On Saturday, forest officials had a rare sighting of four tigers together at Periyar Tiger Reserve in Thekkady, near the Tamil Nadu-Kerala border. A team of officials under deputy director of the Periyar Tiger Reserve Sanjayan Kumar observed the group and photographed them.
Tigers, like most felines, are solitary creatures and prefer to live alone, except when mating. The Central government declared 777 sqkm of forest area in Thekkady as a wildlife sanctuary in 1950 and it was named Periyar Tiger Reserve in 1978. The area was later extended to 925 sqkm. The reserve forest covers two districts in Kerala, including Patthanamthitta and Idukki, as well as areas of Kannagi Koil, Suruli and Megamalai of Theni district in Tamil Nadu. The tiger reserve gets approximately `300 crore from the World Bank and Japan governments with aim of saving wild animals, especially tigers.

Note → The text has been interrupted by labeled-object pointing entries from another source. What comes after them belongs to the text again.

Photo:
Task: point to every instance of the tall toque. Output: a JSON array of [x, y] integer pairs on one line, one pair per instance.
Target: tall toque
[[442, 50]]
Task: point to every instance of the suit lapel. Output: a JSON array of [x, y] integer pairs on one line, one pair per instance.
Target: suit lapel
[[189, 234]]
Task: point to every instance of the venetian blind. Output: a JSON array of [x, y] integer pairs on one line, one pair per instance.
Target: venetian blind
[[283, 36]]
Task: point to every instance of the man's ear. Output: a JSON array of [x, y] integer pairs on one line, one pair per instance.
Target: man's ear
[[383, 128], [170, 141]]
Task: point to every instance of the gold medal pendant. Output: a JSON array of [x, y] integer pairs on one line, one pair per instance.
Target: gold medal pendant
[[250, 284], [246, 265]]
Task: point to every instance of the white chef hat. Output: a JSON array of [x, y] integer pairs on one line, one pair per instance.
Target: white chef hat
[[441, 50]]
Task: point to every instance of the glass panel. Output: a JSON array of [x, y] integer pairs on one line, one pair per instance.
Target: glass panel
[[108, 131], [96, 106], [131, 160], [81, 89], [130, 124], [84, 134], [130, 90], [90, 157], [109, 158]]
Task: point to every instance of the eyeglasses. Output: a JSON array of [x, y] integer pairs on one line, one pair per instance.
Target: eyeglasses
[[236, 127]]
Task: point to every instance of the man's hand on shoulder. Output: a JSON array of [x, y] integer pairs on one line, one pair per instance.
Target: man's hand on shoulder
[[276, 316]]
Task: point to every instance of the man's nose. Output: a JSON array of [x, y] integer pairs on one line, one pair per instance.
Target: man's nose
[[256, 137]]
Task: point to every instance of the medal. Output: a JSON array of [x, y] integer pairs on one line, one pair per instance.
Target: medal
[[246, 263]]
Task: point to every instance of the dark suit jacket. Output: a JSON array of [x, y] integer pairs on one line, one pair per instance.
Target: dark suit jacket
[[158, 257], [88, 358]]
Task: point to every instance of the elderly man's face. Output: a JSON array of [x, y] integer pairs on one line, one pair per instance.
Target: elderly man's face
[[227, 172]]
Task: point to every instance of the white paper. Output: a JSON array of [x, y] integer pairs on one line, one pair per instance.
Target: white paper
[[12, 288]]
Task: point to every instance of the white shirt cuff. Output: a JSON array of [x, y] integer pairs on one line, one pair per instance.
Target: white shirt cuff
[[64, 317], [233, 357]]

In the last 10 years, many census processes were conducted and motion-detection cameras were installed in at least 20 spots to record the moments of animals. Photographs showed 350 elephants, 25,000 bison and lakhs of deer. However, the big cats were never photographed.
Many environmentalists criticised the government for spending money on the tiger reserve, which had no tigers. But the National Tiger Conservation Authority announced in 2011 that the reserve had six males and 12 females, creating a controversy among nature enthusiasts.
Later, officials said the reserve had about 36 tigers, although none were photographed. The sighting of the four tigers on Saturday has raised hopes that the tiger population in the reserve forest could have increased.